Depolymerisation is a molecular-level process — the quality of the output monomer is directly determined by the quality of the input feedstock. Contaminants that a mechanical recycler might tolerate in small quantities become critical problems in a depolymerisation reactor, where they can poison catalysts, corrode reactor walls, contaminate the monomer product, or cause safety incidents. This table specifies the maximum tolerance levels for four key contaminant categories and the technical solutions used to bring incoming feedstock within specification.

PVC (Polyvinyl Chloride) content is the most dangerous contaminant for a depolymerisation plant. At just 0.1% (1,000 ppm), PVC decomposes during the reaction and releases hydrochloric acid (HCl) — which corrodes reactor stainless steel walls and 'poisons' metal catalysts by converting active metal sites into inactive metal chlorides. The only solution is to prevent PVC from entering: Near-Infrared (NIR) optical sorting, which identifies PVC by its unique spectral signature, is the standard pre-processing technology. Manual picking is used where NIR is not available. Moisture content above 2% wastes energy because the water must be evaporated inside the reactor, and causes foaming in certain reaction types. Industrial dryers (rotary drum or oven) are used to bring moisture below the 2% threshold before feeding.
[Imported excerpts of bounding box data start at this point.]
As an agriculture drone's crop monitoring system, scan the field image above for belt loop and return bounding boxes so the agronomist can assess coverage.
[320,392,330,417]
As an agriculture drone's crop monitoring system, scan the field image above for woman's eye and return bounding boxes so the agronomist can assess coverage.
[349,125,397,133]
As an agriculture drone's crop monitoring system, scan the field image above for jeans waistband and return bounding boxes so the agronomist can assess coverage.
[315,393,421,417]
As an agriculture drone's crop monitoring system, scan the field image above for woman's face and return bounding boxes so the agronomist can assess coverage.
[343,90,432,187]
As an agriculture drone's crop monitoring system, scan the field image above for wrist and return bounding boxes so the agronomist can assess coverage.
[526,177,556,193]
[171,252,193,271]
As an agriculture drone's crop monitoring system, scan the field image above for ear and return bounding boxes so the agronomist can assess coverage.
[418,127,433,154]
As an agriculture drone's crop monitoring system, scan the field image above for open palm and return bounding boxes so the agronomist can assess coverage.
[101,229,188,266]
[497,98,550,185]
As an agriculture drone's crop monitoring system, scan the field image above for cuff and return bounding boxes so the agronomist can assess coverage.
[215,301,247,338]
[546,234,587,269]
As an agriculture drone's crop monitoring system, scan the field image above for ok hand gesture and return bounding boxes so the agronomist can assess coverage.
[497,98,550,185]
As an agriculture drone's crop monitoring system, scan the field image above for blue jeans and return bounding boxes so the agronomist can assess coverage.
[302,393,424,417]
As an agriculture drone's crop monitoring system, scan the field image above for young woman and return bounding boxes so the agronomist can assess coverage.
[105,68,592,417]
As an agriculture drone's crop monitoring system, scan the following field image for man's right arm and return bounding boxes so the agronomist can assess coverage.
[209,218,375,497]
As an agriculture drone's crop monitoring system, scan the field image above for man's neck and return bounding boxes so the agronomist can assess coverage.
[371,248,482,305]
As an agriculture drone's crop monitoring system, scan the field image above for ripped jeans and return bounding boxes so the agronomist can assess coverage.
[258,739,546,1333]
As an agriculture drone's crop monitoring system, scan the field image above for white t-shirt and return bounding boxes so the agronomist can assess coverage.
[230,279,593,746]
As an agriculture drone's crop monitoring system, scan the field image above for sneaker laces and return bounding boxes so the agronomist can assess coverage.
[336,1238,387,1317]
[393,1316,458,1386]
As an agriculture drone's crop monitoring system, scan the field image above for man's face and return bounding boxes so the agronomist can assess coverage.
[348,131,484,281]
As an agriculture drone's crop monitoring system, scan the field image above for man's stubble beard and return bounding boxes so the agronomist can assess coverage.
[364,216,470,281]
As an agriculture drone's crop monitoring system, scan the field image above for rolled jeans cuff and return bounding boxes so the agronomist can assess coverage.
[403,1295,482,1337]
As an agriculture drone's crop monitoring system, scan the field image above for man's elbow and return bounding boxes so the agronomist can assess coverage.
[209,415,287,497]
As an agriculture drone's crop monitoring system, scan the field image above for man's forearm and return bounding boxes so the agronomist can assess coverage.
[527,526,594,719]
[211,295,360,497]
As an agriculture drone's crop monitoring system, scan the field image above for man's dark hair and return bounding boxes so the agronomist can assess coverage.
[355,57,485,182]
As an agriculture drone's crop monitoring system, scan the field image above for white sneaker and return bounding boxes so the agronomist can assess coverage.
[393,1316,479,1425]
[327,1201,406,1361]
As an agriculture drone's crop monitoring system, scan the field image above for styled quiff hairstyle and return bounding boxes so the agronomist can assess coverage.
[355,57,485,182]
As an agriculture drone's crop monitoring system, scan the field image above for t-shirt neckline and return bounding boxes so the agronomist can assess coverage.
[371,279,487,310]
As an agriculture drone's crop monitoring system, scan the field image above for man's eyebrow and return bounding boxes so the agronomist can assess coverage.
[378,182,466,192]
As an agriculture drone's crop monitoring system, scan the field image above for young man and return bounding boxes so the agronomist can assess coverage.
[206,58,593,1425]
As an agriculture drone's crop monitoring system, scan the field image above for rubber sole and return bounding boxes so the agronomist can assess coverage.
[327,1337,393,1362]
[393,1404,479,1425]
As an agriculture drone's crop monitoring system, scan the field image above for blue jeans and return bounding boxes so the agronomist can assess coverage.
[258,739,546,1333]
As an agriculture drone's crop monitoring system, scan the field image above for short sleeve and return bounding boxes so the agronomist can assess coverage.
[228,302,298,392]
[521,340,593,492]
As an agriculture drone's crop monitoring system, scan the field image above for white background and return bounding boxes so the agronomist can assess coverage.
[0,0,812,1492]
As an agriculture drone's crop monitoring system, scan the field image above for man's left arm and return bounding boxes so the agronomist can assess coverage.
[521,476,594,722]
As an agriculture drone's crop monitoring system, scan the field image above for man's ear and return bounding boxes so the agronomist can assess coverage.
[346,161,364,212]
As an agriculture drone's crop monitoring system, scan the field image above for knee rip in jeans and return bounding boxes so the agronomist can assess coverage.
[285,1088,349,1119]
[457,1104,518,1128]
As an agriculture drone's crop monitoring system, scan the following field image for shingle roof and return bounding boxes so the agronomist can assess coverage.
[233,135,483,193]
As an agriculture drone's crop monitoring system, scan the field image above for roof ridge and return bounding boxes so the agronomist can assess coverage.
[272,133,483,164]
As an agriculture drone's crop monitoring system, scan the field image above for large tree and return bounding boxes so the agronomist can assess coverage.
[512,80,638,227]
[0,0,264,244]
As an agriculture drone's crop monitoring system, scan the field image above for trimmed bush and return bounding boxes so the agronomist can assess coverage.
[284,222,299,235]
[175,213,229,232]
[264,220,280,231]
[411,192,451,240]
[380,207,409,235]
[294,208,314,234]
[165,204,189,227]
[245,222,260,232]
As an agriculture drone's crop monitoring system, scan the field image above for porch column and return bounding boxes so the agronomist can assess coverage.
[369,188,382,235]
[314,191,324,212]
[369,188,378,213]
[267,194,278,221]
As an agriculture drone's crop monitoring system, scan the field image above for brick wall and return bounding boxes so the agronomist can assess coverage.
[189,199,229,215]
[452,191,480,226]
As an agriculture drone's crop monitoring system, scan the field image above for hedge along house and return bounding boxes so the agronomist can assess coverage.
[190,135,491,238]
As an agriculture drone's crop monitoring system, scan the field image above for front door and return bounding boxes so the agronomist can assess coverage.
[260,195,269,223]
Other polymer contamination — for example, HDPE bottle caps mixed with PET flakes — can be tolerated up to 5% because the separation steps (sink-float, filtration) in the pre-treatment stage remove most cross-polymer contamination. Above 5%, yield losses become commercially significant. Ash and dirt content above 1% acts mechanically (sand and grit erode pumps and valves) and chemically (silica can interfere with some catalyst systems). Pre-washing and cyclone separation are used to bring ash content below the tolerance level.

Key insights

  • PVC tolerance of less than 0.1% (1,000 ppm) is the strictest limit in the table — even small amounts of PVC cause hydrochloric acid release that corrodes reactor walls and destroys catalysts.
  • NIR optical sorting for PVC removal is essential, not optional — manual picking alone is insufficient to reliably hold PVC content below 1,000 ppm in a high-volume operation.
  • Moisture tolerance of less than 2% requires pre-drying of incoming feedstock — this is an operating cost that must be factored into feedstock acceptance economics.
  • Other polymer contamination up to 5% is acceptable because sink-float separation (PET sinks, HDPE floats in water) naturally removes most cross-contamination in the washing stage.

Methodology & sources

Contamination tolerance levels are representative of typical depolymerisation (glycolysis/hydrolysis) process specifications as of 2024. Actual limits depend on specific reaction chemistry, catalyst type, and target monomer purity grade. PVC tolerance in particular varies by catalyst — some catalyst systems have tighter limits than the 1,000 ppm shown here. Confirm with your process licensor before finalising feedstock acceptance criteria.